I love this little moment from Ocean’s Eleven:
It reminds me of the relationship between the popular and the important. It reminds me of focus.
• • •
A prospective client coughed up a really interesting idea on a call yesterday.
In a services firm of sufficient size, the lack of a strong market position is felt differently throughout the ranks.
The ownership and management feels it in a diffuse sort of way. In a way, they may not feel it at all. Things might be OK from their perspective.
But the sales team feels it in a more acute, tangible way. They viscerally feel the lack of power in the sale; the shaky power and value dynamics they’re dealing with.
The idea: might it be possible to sell this change upward into the organization, starting with the sales team?
My initial response: probably not. The drive to make a market position change has to come from ownership/management or it just won’t work.

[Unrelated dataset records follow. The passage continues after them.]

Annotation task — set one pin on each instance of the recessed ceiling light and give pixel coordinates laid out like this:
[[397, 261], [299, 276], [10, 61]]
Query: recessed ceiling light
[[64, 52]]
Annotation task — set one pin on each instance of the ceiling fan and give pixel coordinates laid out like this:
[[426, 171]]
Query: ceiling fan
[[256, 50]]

My response after sleeping on it: probably not. I want it to work, but it doesn’t seem likely.
I want it to work because pain can create buying urgency for my services, especially when it’s felt by the right people. In larger organizations, those “right people” are often insulated from many forms of business pain.

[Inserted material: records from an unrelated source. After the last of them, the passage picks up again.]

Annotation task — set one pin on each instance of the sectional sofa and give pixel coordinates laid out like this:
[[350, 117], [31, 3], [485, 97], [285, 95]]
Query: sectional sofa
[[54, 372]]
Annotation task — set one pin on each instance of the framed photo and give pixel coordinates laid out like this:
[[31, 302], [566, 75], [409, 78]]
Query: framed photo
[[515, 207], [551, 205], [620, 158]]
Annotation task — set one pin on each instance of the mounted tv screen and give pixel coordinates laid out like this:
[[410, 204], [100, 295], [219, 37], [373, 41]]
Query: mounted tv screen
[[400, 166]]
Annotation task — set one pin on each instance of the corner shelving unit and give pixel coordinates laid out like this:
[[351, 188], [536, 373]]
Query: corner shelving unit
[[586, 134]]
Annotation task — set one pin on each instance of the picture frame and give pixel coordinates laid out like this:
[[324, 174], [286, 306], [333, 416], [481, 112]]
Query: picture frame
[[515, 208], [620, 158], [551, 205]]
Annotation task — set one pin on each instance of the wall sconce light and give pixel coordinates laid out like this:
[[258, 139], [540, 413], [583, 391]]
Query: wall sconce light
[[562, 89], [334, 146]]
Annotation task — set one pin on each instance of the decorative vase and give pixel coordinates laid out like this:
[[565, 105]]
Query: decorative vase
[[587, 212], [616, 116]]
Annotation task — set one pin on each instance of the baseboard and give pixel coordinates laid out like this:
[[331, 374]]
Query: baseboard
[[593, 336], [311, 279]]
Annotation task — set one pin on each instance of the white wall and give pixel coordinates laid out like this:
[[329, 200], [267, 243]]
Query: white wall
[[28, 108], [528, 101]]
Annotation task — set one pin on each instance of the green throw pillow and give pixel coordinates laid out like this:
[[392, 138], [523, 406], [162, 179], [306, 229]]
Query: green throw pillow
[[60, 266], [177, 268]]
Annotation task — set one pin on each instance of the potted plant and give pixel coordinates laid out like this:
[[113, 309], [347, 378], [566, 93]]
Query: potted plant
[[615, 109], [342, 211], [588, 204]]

In “Specializing Without Failure“, I provide a checklist of 9 things you should understand about a market before focusing on that market.
But as I coach ever more people through market research, I keep finding ways to simplify that list of 9 items into fewer:
- Who within the org buys?
- What do they buy?
- How long does it take them to buy?
- Why do they buy?
That’s the minimum viable corpus of insight we need into a market, and — if you’re entering a new market — the most convenient place to quickly get this insight is your future competitors.
• • •
On one hand, the above list really simplifies things: only try to sell services that have a known type of buyer with a history of buying similar services.
On the other hand: frustrating! There are so many places to improve things, so many places where parts of an org experience pain. Those all seem like sales opportunities.
But if the pain is divorced from the budget, the sale might not be easy. It might not be possible at all.